Guerres et conflits
En débat. Comment atteindre la paix en Ukraine ? (1/4)
18.12.2023
Entre les militant·es des deux manifestations de février 2023, les « samedistes » et les « dimanchistes », les échanges peu amènes vont bon train, en particulier sur les réseaux sociaux. Pour sortir de cette logique stérile, Politique a proposé à Gregory Mauzé, co-président de la Coordination nationale d’action pour la paix et la démocratie (CNAPD) et Laurent Vogel du Réseau européen de solidarité avec l’Ukraine (Resu), de prendre le temps du débat. Pour, peut-être, trouver un terrain d’entente ?
Baisser le niveau de conflictualité
Cher Laurent, la mission du mouvement pour la paix a toujours été de faire reculer la logique de guerre dans la justice, en agissant auprès des décideurs de son propre camp. D’abord, parce que nous ne disposons que de moyens limités, pour infléchir l’action extérieure d’une puissance étrangère, aussi agressive soit-elle. Ensuite, parce que nous estimons que les options belligènes, c’est-à-dire vectrices de guerres, prises en notre nom, nous obligent. Alors que la chute de l’URSS pouvait permettre d’envisager une gestion de la paix et de la sécurité à l’échelle du vieux continent, fondée sur la coopération plutôt que sur l’affrontement, le bloc euro-atlantique a, au contraire, cherché à instaurer un ordre unipolaire dominé par les États-Unis : élargissements de l’OTAN à l’Est, en violation des engagements programmés en 1997; intervention militaire illégale au Kosovo en 1999 contribuant au délitement de la norme internationale ; retrait des États-Unis du traité antimissiles balistiques en 2001…
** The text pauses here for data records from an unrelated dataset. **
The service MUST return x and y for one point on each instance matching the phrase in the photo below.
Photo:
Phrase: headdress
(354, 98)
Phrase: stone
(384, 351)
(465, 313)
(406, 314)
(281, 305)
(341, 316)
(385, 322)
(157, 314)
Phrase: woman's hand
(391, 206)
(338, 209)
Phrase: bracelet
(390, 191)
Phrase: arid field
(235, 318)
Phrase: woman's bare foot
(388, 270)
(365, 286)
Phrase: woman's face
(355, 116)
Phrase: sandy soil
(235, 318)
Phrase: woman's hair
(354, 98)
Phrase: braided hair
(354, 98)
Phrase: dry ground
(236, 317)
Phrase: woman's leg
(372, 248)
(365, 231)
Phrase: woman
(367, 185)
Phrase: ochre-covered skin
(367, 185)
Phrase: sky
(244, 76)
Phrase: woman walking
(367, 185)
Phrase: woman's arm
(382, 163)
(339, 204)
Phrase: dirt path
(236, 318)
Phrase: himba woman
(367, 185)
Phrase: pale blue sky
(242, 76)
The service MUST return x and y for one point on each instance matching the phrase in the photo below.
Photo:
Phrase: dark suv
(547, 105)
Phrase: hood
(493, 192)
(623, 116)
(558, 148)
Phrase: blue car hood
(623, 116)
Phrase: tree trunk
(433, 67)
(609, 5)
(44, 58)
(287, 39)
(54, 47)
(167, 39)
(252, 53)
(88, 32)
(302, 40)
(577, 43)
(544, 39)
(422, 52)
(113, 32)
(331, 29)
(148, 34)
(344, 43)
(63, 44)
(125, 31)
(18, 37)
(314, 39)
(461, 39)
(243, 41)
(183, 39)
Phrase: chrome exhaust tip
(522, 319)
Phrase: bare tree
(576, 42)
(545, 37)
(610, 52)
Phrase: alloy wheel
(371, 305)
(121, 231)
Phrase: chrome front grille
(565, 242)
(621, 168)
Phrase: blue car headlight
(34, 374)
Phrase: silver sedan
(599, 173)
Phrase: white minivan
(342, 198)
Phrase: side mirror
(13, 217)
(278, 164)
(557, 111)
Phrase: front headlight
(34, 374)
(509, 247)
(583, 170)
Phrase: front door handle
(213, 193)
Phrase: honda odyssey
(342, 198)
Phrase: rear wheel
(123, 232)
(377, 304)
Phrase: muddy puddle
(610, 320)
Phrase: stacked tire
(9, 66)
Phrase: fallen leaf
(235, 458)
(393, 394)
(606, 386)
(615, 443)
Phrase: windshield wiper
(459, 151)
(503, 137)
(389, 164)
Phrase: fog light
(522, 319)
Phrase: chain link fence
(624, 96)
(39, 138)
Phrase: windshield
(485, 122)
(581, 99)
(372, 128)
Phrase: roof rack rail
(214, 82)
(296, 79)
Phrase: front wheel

Si rien ne justifie la décision du régime de Vladimir Poutine de franchir le point de non-retour, force est de constater que la hausse des tensions régionales liées à l’OTAN, à une époque où la Russie ne représentait pas une menace, l’a en partie rendue possible. Il est par conséquent de notre responsabilité de faire baisser, de façon structurelle, le niveau de conflictualité dans la région. Ceci nécessite d’œuvrer dans un premier temps à créer les conditions d’un cessez-le-feu en Ukraine, à même de conduire à des négociations vers une paix juste, respectueuse du droit international et de l’ensemble des composantes de l’État ukrainien.
Il est objecté à cette analyse et aux conclusions politiques qui en sont tirées, de faire fi des Ukrainien·nes, premières victimes de ce conflit, lequel serait en dernière instance le produit d’un impérialisme russe séculaire. Si ce dernier est bien réel, cette seule grille de lecture, outre qu’elle nous exonère de toute responsabilité, a pour conséquence de proposer comme unique horizon l’écrasement total de la Russie. Ce qui est déraisonnable, vu le danger d’un affrontement direct entre les puissances nucléaires, vers lequel la surenchère militaire nous entraîne inexorablement.
Or, si l’on perçoit mal, aujourd’hui, les risques d’un excès de pacifisme, on peut en revanche d’ores et déjà saisir les premiers effets d’un effacement du camp de la paix dans un climat qui confine au maccarthysme : poursuite de l’évolution de l’OTAN vers un impérialisme assumé; hausse vertigineuse des dépenses militaires au détriment de la transition sociale, écologique et solidaire; retour, enfin, d’une petite musique néoconservatrice que l’on croyait disparue avec les fiascos afghan, irakien et libyen, véhiculant une image manichéenne des relations internationales, dans laquelle nous incarnerions un «camp du bien» qu’il serait désormais vraisemblablement impossible de critiquer.